現在,洛雲重掌大權,繼續敘述這個離奇的故事。
聽溫總裁講故事,雖未致於亂七八糟言不及義,但耳朵總是聽得痕痕癢癢,原因不明。
他忽然問:「方小姐在什麼地方,你知道嗎?」
這是明知故問,要是我連維夢的下落都不知道,又怎會巴巴的趕到這裡來?
陪他用膳,算是草草填飽了肚子。
我對溫守邦說:「維夢已離開了加德滿都,她去了帕坦。」
溫守邦立時道:「帕坦在加德滿都市南方,十分接近,十幾分鐘車程便可到達。」
我道:「明天一早,我們才去找她。」
溫守邦道:「這豈非又耽擱了時候嗎?何不立刻啟程?」
我加以解釋:「她在一個朋友的工藝品店住宿,現在太晚了,打擾人家不怎麼方便。」
溫守邦咕噥著,顯然心中老大不情願,但面對著我這個洛會長,卻是無可奈何。
這一晚,各自回到酒店房間休息。
我撥了一個電話,工藝品店的老闆很快就接聽,而且很快就找到了維夢。
「我已到了尼泊爾,和你相隔不遠,承蒙你的指點迷津,溫總裁又再一次在我左右陰魂不散。」我在電話中開門見山,第一時間訴苦。

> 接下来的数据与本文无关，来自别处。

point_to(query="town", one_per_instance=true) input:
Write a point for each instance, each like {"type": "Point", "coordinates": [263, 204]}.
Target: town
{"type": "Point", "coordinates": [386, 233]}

維夢「哈」一聲笑了起來,這陣笑聲,竟像是發自十三四歲小女孩口中,真是說不出的動聽。
她道:「聽老衛說,你近來有點苦悶,到尼泊爾走走,對你會大有裨益。」
我道:「明天一早,我來找你。」
維夢道:「也不要太早,在這裡,我一天比一天懶惰,十點之前,決不肯爬起床來。」
我歎了口氣:「要是我睡在你身邊,我就不容許你這樣放肆。」
維夢道:「你可以睡在我身邊,但在我們的中間,必須放置一隻裝滿鏹水的大碗。」
我叫了起來:「在許多梁祝電影中,放在大床中間的只不過是一碗清水。」
她嘻嘻一笑:「你也許比梁山伯還更笨愚三分,但我肯定比祝英台還更媚明伶俐。」
我歎了口氣:「時已夜深,明早再行領教你的高招好了。」
翌日,離開酒店大堂,已是上午十時零五分。溫守邦包下的黃色轎車早已在門外恭候。
我還沒上車,已陡地呆住。因為我看見維夢早已坐在車廂裡。
我立刻鑽入車內,抓住維夢的手:「親愛的,你怎麼比我更早爬起床?」
她那天生長長的睫毛在我面前悠然地眨動:「昨晚,我睡不著覺。」
我自豪地笑道:「知道我已到了尼泊爾,所以睡不著覺嗎?」
她搖了搖頭:「你還沒有這麼大的魅力。」
我作了一個吃驚之狀:「你在尼泊爾勾上了別的男人嗎?」
她嫣然一笑,同時一個耳光摑了過來。
這時候,溫守邦已坐在車頭司機旁邊的座位上,他從倒後鏡中看得一清二楚,不禁歎息著道:「從香港耍花槍耍到加德滿都,真是羨煞旁人。」
要是他坐在我身邊,這一巴掌我很有可能會「自動轉帳」,讓這個世界級的大富豪也嘗嘗挨耳光的滋味。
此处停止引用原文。